Released: October, 2020

New Features:

Extended Regional Availability

Strivacity Fusion is now deployed and providing data sovereignty in the following additional countries: Australia, Canada, Germany, Ireland and the United Kingdom.

ServiceNow - Customer Service Management Integration

Strivacity Fusion now supports integration with ServiceNow's Paris Release - so you can extend your ServiceNow Customer Service Management (CSM) using all of the functionality of Fusion.

Social Login Support (with Customer Data Handling)

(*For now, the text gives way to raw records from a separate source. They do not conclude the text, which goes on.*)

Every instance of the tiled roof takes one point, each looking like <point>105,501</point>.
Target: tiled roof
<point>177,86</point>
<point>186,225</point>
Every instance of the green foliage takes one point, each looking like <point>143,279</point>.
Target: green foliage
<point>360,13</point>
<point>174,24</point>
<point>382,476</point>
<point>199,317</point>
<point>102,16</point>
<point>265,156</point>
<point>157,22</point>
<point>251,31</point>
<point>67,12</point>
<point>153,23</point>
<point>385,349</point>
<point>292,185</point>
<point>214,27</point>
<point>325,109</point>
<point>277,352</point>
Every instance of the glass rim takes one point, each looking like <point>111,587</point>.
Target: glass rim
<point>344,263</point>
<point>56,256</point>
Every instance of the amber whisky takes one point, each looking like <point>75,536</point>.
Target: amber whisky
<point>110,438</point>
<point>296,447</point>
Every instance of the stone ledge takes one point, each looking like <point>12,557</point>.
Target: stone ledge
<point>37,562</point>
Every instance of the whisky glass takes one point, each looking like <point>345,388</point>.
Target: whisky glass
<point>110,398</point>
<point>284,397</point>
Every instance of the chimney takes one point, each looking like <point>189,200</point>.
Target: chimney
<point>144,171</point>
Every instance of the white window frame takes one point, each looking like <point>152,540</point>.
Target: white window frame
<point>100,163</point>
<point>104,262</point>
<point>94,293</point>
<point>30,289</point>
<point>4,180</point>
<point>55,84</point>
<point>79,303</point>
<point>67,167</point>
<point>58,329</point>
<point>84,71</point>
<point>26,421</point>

Strivacity Fusion now provides self-service registration and login for customers using Facebook, Google, Twitter, Github, and Microsoft Logins. Fusion can now use the authentication and authorization services from these social providers and can also synchronize and store customer social attributes within the Strivacity Identity Store.

Consent Management

Strivacity Fusion now includes Consent Management which makes it easy for to add option or mandatory opt in or opt out consents to the customer registration process. Fusion then stores receipts for those consents so that admins can see when they were granted and when they were revoked.

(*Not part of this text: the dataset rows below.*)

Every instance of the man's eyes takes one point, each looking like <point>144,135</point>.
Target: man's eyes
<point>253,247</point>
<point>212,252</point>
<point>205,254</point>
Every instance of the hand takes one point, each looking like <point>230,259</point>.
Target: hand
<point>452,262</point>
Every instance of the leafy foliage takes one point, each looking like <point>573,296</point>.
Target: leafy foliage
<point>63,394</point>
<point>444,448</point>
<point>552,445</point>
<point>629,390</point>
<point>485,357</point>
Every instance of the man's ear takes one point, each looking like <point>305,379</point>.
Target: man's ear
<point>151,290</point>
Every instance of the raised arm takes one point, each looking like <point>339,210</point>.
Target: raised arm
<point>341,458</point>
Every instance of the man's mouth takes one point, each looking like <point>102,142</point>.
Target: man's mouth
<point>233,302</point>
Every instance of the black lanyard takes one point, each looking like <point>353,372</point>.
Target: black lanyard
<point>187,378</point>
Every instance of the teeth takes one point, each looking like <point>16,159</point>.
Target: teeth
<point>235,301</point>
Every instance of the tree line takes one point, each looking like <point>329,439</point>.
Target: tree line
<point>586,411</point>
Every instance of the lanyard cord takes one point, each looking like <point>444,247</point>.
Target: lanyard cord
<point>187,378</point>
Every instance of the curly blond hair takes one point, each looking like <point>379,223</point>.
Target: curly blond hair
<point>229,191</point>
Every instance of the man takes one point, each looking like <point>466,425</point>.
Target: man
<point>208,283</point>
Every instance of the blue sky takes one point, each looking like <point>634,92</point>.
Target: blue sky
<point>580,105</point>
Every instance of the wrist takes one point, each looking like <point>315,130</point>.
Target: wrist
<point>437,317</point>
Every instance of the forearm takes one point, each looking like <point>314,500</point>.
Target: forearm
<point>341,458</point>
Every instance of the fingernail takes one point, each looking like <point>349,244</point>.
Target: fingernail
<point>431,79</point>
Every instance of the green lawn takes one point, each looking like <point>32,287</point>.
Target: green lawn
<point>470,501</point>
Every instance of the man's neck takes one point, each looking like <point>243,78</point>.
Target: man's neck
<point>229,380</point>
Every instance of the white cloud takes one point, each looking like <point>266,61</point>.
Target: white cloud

Customers can then use Self-Service Account Management to manage those consents as they wish to opt in or opt out.

Anonymous Visitor and Consent API

Strivacity Fusion now has an Anonymous Visitor API that can create, update, get and delete anonymous visitor information and create, update, get and delete consents associated with anonymous visitors.

Dashboard Updates

The dashboard now has new widgets that show the number of social logins (by provider), the number of social registrations (by provider), consents granted/revoked, and total number of anonymous visitors (to a web application).

Add and Manage Additional Identity Stores

You can now add and manage additional instances of the Strivacity Identity Store (Fusion's own built-in identity store). As an example, this is useful if for example you wanted to use Fusion to manage multiple applications and each application uses its own separate and isolated identity store.

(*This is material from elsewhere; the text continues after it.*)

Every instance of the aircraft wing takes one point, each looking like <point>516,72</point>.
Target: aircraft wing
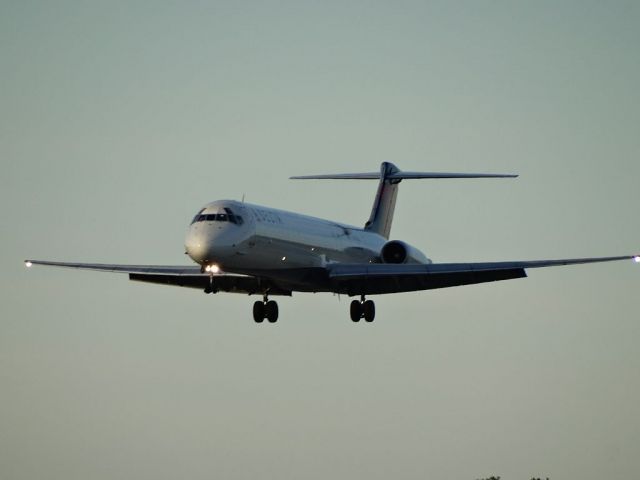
<point>181,276</point>
<point>371,279</point>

Customize SMS Wording and Alpha Tags

You can now add custom wording to the SMS notifications for Multi-Factor Authentication (and enrollment) and request Alpha Tags for SMS messages (supported by most carriers in most countries).

Session Management

Both administrators and customers can now view and terminate sessions within the admin console or Self-Service account management. Both roles can now viewing the browser type, the geographic location and the IP address from where the session originated and end the session if required.